Misconceptions and Lesser-known Pipeline Information:

  1. Companies aren’t required to make their plans and updates available to the public. I read an article today that included a statement from our county engineer that said he really had no information to provide because the oil company is, “not required to provide updates.” This spill has obviously opened the informational floodgates if you will, because the oil company was required to divulge the event to the EPA, but I have been struggling to find information on the pipeline itself for months with little to no luck.
  2. Drilling mixes such as the ones that were spilled in this event aren’t strictly regulated, so when they spill or leak into surrounding areas there are known substances like bentonite, which is a clayish (extra sciencey term) substance used to cool and lubricate (lol) drills during work. However, there is a different cocktail of chemicals in every company’s arsenal. When a spill happens, the company is required to stop production and mitigate it, but the EPA doesn’t know what potentially harmful agents have escaped into the environment until they test for them.
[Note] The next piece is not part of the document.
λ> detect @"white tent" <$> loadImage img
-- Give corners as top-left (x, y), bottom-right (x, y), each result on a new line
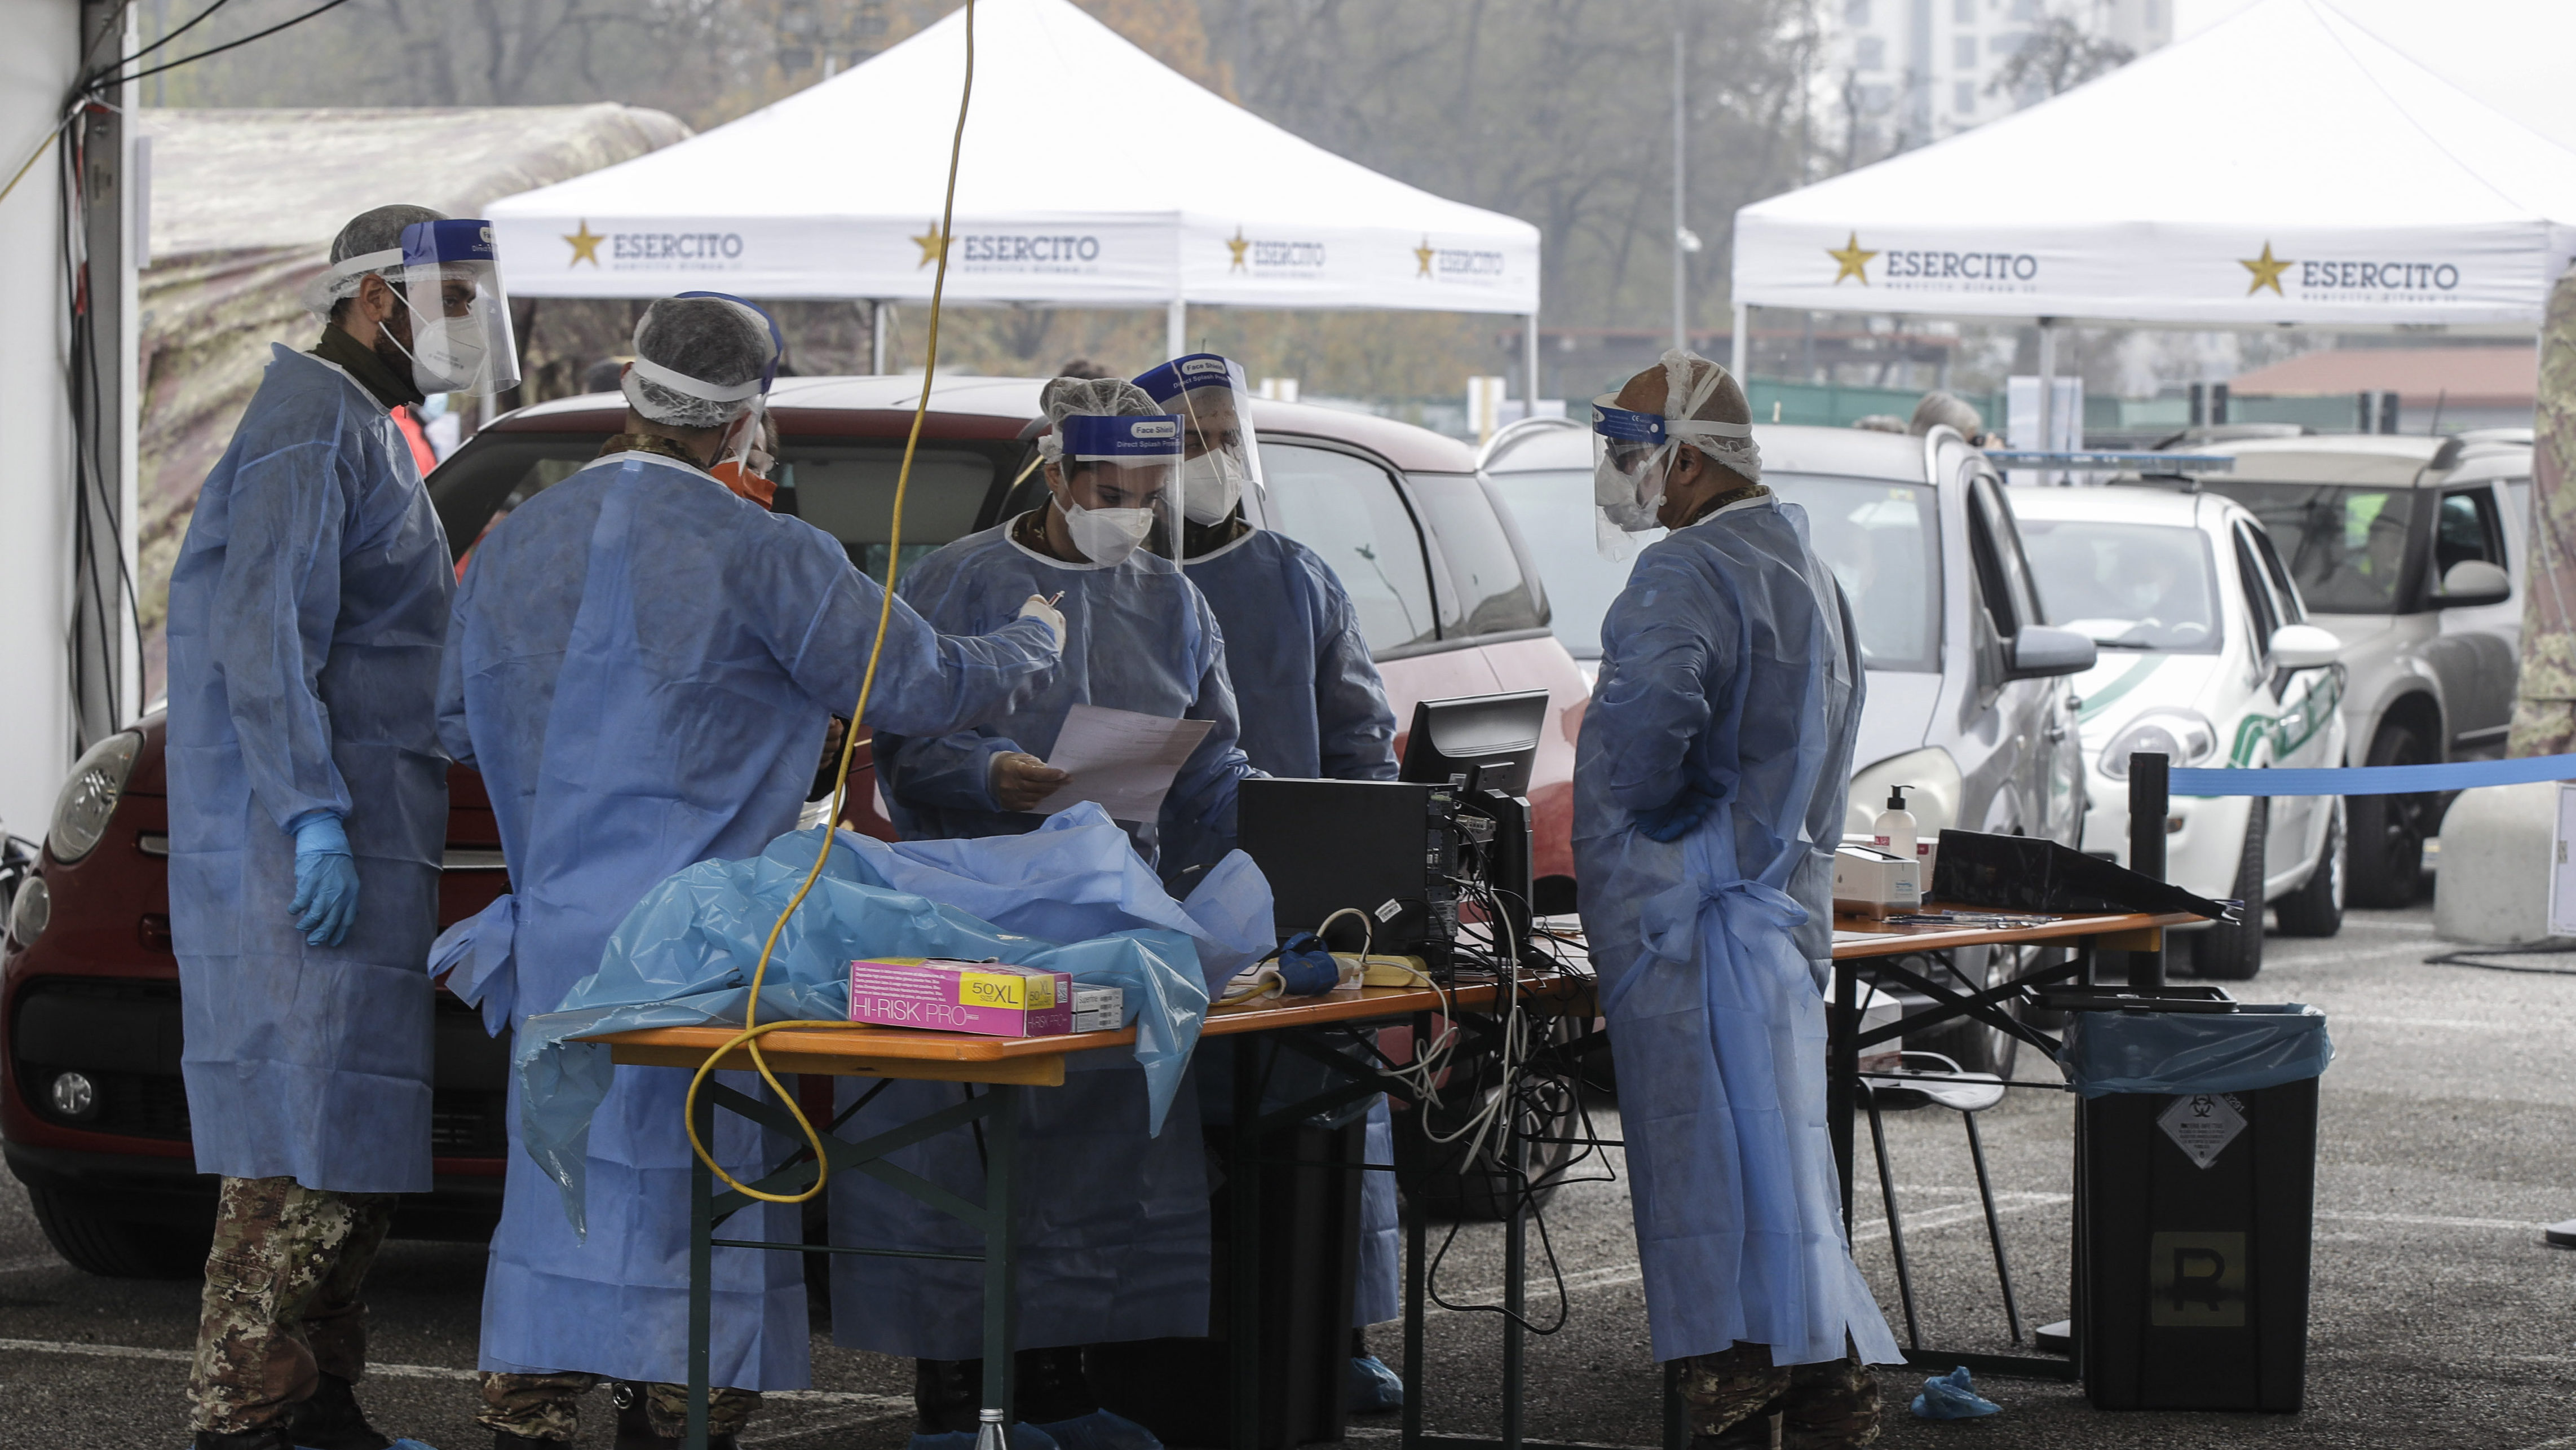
top-left (1730, 0), bottom-right (2576, 336)
top-left (486, 0), bottom-right (1539, 363)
Even bentonite has extremely limited information regarding effects on environments, and the knowledge of the substance’s effects on humans appears to be limited as well. Chemicals all have safety information associated with them called Material Safety Data Sheets (MSDS). Here is a link to the sheet for bentonite. This may not sound exciting to a person who has never seen one, but MSDS forms are extremely user friendly and answer a lot of questions regarding the safety, usage, and known information on substances.
  3. Companies are not necessarily required to have permission from landowners to lay pipes. Easements could have been negotiated and already be existing, or companies can use eminent domain to give them access to the land without land owner consent. This has a lot of legal speak involved, which I am terrible at traversing, so if you want to read a bit more or if you can break this down better than I can in simple terms let me know!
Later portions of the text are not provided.